Final decision puts 50,000 acres on track for increased forest health; watershed function in Methow

USFS Photo/Paul Nash A stand of Ponderosa pine above Winthrop, WA stands on a track toward health and reduced crown fire risk after commercial thinning operations in 2012. Similar work is planned in some of the Mission Project area.

USFS Photo/Paul Nash
A stand of Ponderosa pine above Winthrop, WA stands on a track toward health and reduced crown fire risk after commercial thinning operations in 2012. Similar work is planned in some of the Mission Project area.

TWISP – Beginning as soon as this fall, thousands of acres in the Methow Valley near the community of Twisp will be on track for much needed mechanical thinning, prescribed fire, and other restoration work- work that will benefit the area for decades to come.

“This decision is a win for wildlife, water quality, reducing fire risk, the local economy, and so much more,” said USFS Timber Management Assistant, Paul Nash. “In strong partnership with the local community and forest stakeholders, we are proactively restoring the Libby Creek and Buttermilk landscape.”

Final decision highlights:

  • Over the next 15 years, good fire will be returned to the landscape, reducing hazardous fuels on approximately 10,200 acres with no more than 2,000 acres burned per year.
  • Long-term water quality and aquatic habitat would be improved throughout the watershed with the replacement of eight undersized culverts.
  • Commercial thinning would help restore dense, overcrowded forests on 1,853 acres while non-commercial thinning is planned on just over 8,300 acres.
  • Elevated risk of crown fire would be reduced across the project area, including areas where private or state lands meet federal lands.
  • The project is projected to generate more than $3.2 million dollars in timber value at the mill and support more than 172 jobs.
  • More than 66 miles of roads would remain open to provide for sustainable and safe forest recreation access.
  • Firewood cutting opportunities would exist wherever feasible, after commercial and non-commercial thinning operations have been completed.
  • More than 460 sites are planned for soil restoration to increase watershed function.
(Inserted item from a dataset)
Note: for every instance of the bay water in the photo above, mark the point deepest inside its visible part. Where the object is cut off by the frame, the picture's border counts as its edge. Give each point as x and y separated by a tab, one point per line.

“We reviewed feedback and concerns from more than 900 comments over the past two and a half years to reach this decision,” added Nash, “Thank you to everyone who lent their voice to the important work of forest restoration.”

The project record and decision notice are available at go.usa.gov/xUVqq. The very first commercial thinning sale from the project will be a stewardship sale whereby proceeds from the sale will be utilized to fund additional restoration work including aspen regeneration and wetland habitat enhancement.